Otra razón es más bien de orden retórico. A diferencia de Epicteto y Marco Aurelio,
Séneca resulta ser un escritor muy prolijo y literario. Su obra completa es abundante y
difícil de ordenar en tópicos que sean comunes a los otros filósofos. Sin duda sería
una aventura fascinante realizar un estudio de la obra filosófica de Séneca, como muchos
de los que ya se han hecho 8, y es que precisamente éste es el motivo por el
cual no conviene relacionarlo tan forzadamente con Marco Aurelio y Epicteto.
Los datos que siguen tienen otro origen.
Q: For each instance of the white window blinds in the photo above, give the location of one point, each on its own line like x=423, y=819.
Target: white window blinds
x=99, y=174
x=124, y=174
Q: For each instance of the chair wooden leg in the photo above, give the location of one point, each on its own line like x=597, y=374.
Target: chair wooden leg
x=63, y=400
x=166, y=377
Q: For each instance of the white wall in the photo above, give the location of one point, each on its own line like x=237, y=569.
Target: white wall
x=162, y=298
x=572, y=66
En su caso,
sí sería importante distinguirlo y tratarlo en solitario.
Un argumento final para no incluir a Séneca en el tema de este trabajo, es que bien
podría ser visto como un estoico "heterodoxo". En otras palabras, su peculiar
forma de adherirse al movimiento estoico lo hace tan diferente de los demás que casi no
podría tomársele como tal en un sentido estricto 9. Aunque esta afirmación
resulte polémica y mal vista por algunas personalidades que opinarían lo contrario o
estarían más a favor de Séneca, viéndolo incluso más estoico que Marco y Epicteto 10,
me resta decir aquí que, ya que no es mi intención estudiar la obra de Séneca, me
limito a dar esta razón de la "heterodoxia" de Séneca sólo como un argumento
negativo, en la medida que lo excluye del "estoicismo tardío" como será
tratado en la presente tesis.
Habiendo aclarado la dirección y sentido de esta investigación y dentro de qué
parámetros deberá entenderse en ella la denominación "estoicismo tardío",
queda por precisar cuáles son los objetivos de la misma.
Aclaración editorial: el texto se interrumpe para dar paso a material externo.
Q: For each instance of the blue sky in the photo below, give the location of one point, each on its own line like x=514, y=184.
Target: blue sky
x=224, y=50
La presente tesis se propone mostrar lo siguiente:
(1) Que la ética del estoicismo tardío
es una ética de la virtud, y que ésta puede ser entendida en un primer sentido en los
términos aristotélicos de la virtud como héxis prohairetiké.
(2) Que esta virtud se forja mediante una constante ascesis, es decir, a través de un
continuo ejercicio similar al de los atletas (gimnasia moral de raíz cínica) Esta
ascesis es el método por excelencia de racionalización de la conducta. Además, que los
estoicos tardíos se ocupan de establecer sus principios éticos en atención a esta
ascesis teórico-práctica como parte del entrenamiento del aspirante a la virtud.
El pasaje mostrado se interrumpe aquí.